All I want for Christmas is..... Christmas.

Dec 23, 2005 21:46

Thank God it's not a month again. I've been home for six hours and the only thing holding me here is the fact that I just got all of my stuff (way too much to bring for a few days, mind you) upstairs and I really don't want to bring it downstairs again.

We're just having sandwiches, like you know, a meat tray, for Christmas dinner. I'm not all that excited about it because I like my traditions and am not a fan of change, but I understand that my grandma doesn't want to go all out for a holiday during which everywhere she turns she's reminded that the person she spent a week short of 50 years with isn't with her anymore. My mom announced that she doesn't want to go over there for Christmas now, that she may get a headache Sunday morning. Way to have that family Christmas spirit, mom.

I have my laptop and Ty, and every piece of craft equipment (I definitely think I've passed "supplies" and into the "equipment" category), so I think I can make atleast four days, maybe five.

I wish I could have a better attitude about being home, because when I am away, I miss my family. But when I'm here, I miss Audra, Jenny, Kristin, Chris, Molly, Roger, etc., my other family. It goes with the saying, I guess, that you want what you can't have. I think I miss my idealized family.
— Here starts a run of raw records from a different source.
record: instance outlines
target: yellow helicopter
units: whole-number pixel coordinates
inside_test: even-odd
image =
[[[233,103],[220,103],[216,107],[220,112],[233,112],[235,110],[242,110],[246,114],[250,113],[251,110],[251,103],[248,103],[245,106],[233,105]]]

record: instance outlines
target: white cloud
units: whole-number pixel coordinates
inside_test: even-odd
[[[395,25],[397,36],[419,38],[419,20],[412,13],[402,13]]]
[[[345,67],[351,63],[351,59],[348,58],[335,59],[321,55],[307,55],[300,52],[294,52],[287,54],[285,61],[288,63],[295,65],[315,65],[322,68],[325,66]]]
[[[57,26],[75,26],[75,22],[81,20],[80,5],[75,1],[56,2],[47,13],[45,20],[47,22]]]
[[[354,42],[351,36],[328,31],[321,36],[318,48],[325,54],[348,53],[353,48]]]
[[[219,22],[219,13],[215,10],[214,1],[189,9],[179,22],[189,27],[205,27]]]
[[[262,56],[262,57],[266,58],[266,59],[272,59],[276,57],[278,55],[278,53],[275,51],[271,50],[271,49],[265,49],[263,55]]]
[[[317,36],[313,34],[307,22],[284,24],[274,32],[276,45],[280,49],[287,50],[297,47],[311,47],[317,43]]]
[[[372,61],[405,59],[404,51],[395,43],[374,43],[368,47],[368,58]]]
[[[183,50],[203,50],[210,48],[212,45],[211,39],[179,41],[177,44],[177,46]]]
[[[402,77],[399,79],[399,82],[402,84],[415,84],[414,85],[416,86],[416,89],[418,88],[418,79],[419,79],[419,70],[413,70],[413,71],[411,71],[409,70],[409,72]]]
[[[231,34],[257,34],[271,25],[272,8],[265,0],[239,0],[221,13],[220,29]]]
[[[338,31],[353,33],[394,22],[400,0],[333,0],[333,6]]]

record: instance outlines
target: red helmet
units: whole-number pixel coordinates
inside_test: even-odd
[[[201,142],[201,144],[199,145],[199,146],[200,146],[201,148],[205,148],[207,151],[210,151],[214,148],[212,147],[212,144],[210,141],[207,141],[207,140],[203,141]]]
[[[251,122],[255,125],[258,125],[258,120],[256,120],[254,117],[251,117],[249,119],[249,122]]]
My family that was excited and 10 years ago was baking cookies on this evening and had the Christmas tree lit (it's up, but it doesn't get plugged in.. "The lights hurt my eyes.") and gathered around watching Home Alone and Home Alone 2. That really sounded idealistic, but that's what Christmas really was when I was growing up.

But for now, folks, I'll leave you with this because I have to go clean up the kitchen because I had dinner cooked and on the table when everyone got home tonight.